The differing interests of residential and commercial owners can lead to conflicts in management control, use restrictions and association dues. Simple concepts like the design review for project alterations or collection of reserve funds for future capital repairs or replacements can be a matter of dissent between commercial and residential owners. Who controls management and decision-making within the project is key, and the REA or CC&Rs need to carve out veto and special voting rights for decisions that impact one type of use in a material way. This is, in practice, not always a flexible decision, because condominium laws in many states require strict protections for residential owners that sometimes simply don’t fit in the commercial or retail context.
Parking is almost always a concern in new mixed-use projects. The amount of allowable and/or required parking may be impacted by many factors, including supply and demand, local zoning and proximity to public transportation. How parking is allocated and whether it is assigned or unassigned, self-park or valet, free or fee-based, operated by a private company or an owners association, are all questions to be addressed early in the planning process. Trends such as the increasing use of electric and, in the future, driverless vehicles, as well as car-sharing and ride-hailing systems, also need to be taken into account.
Mixed-use developments typically are designed to attract the public to their retail and commercial components but should also provide adequate privacy and security for residential owners and tenants. This should ideally include separate ingress and egress for residents. Developers should consider whether parking areas will be segregated or gated and whether common areas and amenities will be made available to users of different project components. Adequate lighting not only makes common sense, but may be a risk-management necessity to avoid future design liability.

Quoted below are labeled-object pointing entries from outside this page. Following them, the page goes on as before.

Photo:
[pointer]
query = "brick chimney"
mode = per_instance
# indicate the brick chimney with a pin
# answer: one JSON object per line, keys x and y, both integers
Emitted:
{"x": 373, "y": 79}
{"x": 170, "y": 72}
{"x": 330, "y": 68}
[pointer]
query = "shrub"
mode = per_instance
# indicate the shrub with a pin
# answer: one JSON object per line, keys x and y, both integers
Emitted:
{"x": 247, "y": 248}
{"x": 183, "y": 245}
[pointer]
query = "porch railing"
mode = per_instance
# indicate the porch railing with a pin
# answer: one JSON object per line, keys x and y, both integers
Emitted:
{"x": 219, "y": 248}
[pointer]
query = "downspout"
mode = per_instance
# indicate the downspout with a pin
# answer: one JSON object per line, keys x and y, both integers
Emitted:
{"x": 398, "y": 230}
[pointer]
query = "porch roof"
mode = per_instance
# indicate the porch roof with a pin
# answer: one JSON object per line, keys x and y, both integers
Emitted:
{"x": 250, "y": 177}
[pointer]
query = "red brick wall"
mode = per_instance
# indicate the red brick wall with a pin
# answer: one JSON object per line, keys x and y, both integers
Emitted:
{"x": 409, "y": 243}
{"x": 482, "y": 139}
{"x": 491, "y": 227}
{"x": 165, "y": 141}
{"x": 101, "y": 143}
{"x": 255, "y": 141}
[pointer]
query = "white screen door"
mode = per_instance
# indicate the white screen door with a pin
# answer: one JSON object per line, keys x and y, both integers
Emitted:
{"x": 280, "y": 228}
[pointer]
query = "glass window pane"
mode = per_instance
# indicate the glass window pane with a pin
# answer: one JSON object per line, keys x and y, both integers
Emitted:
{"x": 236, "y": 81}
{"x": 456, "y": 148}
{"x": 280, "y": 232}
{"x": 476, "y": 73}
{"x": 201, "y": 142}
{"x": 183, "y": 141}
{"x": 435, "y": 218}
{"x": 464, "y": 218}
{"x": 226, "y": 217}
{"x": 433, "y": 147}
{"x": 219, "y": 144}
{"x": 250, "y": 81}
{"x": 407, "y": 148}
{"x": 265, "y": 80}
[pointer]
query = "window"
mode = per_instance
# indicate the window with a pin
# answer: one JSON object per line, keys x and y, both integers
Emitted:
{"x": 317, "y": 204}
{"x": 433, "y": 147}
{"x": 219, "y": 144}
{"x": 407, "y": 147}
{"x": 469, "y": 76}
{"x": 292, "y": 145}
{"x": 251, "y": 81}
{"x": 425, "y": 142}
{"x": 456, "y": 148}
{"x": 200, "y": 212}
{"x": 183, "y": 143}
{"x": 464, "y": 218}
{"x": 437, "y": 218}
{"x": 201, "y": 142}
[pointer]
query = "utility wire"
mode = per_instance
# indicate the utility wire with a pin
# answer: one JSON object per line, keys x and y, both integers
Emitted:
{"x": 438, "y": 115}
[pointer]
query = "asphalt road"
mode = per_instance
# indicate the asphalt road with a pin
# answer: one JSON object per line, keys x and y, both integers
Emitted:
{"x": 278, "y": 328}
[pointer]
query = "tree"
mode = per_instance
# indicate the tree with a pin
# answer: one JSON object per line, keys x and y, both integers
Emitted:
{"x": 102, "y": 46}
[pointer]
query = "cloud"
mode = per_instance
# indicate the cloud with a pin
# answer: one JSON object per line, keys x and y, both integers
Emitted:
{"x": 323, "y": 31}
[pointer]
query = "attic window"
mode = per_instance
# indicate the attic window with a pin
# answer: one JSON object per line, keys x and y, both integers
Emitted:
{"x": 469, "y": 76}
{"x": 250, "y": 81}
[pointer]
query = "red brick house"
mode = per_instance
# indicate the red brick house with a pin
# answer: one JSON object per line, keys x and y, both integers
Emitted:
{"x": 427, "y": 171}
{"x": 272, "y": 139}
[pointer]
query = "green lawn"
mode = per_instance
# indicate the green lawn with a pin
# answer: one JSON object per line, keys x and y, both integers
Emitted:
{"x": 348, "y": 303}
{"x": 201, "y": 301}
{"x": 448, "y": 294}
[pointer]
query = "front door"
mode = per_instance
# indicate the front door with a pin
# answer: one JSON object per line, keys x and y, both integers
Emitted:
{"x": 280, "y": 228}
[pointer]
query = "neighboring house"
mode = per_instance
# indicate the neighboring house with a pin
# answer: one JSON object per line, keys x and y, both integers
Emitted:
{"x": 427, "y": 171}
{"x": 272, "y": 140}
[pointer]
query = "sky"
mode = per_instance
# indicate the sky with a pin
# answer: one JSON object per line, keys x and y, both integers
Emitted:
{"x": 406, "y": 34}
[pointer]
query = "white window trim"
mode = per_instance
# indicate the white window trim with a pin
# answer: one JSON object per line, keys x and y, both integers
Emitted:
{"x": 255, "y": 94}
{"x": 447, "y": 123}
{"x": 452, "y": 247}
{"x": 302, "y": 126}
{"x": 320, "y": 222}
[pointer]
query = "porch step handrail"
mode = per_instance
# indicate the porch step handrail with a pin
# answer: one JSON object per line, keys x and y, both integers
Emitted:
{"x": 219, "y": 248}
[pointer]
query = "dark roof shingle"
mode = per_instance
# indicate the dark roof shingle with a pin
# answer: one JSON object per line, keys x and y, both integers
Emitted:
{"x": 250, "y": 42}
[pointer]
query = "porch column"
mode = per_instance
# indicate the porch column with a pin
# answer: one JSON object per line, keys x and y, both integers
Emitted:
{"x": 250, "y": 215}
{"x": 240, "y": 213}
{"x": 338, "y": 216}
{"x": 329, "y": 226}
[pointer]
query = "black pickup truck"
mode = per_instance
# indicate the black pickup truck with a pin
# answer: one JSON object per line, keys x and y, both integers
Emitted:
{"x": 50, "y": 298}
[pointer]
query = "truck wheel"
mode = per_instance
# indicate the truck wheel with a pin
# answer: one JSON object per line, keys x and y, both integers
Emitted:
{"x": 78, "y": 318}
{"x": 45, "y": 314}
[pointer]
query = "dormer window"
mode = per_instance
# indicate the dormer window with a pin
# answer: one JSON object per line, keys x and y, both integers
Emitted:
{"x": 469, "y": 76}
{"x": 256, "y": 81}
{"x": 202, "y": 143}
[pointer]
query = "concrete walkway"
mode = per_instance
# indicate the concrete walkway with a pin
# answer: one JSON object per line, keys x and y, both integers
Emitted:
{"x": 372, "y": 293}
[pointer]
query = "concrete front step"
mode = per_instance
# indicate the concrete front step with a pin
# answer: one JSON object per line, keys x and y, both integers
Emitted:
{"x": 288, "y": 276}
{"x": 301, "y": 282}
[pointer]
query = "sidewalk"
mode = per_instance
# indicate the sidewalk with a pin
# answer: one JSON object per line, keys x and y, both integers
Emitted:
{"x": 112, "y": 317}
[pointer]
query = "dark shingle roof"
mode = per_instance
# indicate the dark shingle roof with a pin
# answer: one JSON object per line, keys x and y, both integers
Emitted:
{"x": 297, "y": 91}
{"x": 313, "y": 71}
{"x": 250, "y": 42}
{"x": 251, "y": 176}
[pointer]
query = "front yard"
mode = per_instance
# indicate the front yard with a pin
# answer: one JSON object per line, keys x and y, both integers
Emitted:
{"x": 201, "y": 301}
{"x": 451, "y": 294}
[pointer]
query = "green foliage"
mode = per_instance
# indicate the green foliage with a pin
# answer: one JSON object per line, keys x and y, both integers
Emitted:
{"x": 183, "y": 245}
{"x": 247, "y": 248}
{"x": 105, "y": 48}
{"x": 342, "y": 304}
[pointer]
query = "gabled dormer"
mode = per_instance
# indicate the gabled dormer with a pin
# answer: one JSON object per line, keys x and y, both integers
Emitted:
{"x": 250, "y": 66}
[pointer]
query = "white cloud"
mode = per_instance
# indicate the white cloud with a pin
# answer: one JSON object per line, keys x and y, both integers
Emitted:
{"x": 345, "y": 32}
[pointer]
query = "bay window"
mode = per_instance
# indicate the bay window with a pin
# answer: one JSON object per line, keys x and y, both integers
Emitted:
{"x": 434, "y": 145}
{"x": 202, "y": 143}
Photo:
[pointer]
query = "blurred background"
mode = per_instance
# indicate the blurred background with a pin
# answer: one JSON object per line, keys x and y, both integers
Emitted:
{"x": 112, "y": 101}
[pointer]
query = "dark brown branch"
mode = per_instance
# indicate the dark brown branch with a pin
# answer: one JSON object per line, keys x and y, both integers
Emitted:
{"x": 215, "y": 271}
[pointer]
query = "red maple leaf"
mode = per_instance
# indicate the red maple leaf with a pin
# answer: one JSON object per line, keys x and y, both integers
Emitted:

In practice, commercial and residential properties are marketed differently. They are appraised by different methods and measured by different standards. They are sold under different types of sales contracts. This, however, is not always possible in mixed-use developments, because sales and marketing laws in many states do not distinguish between residential properties and mixed-use properties that include residential uses.
While retail and other commercial properties are rarely the subject of protracted construction defect litigation, this is not necessarily true when they are part of a larger mixed-use development that includes residential uses. From a risk management standpoint, developers should be vigilant about maintaining adequate insurance for completed structures. They are well advised to establish both construction claims procedures and alternative dispute resolution processes in all sales contracts, both commercial and residential.
Well-designed mixed-use developments are essential to the revitalization of urban and, increasingly, suburban areas. They can, on a large scale, create vibrant and fulfilling living environments for both young and older residents. The rewards can be maximized by developers who pay close attention to the legal, design and management challenges associated with residential and commercial owners existing in close proximity and sharing the responsibility for property maintenance, security and operations.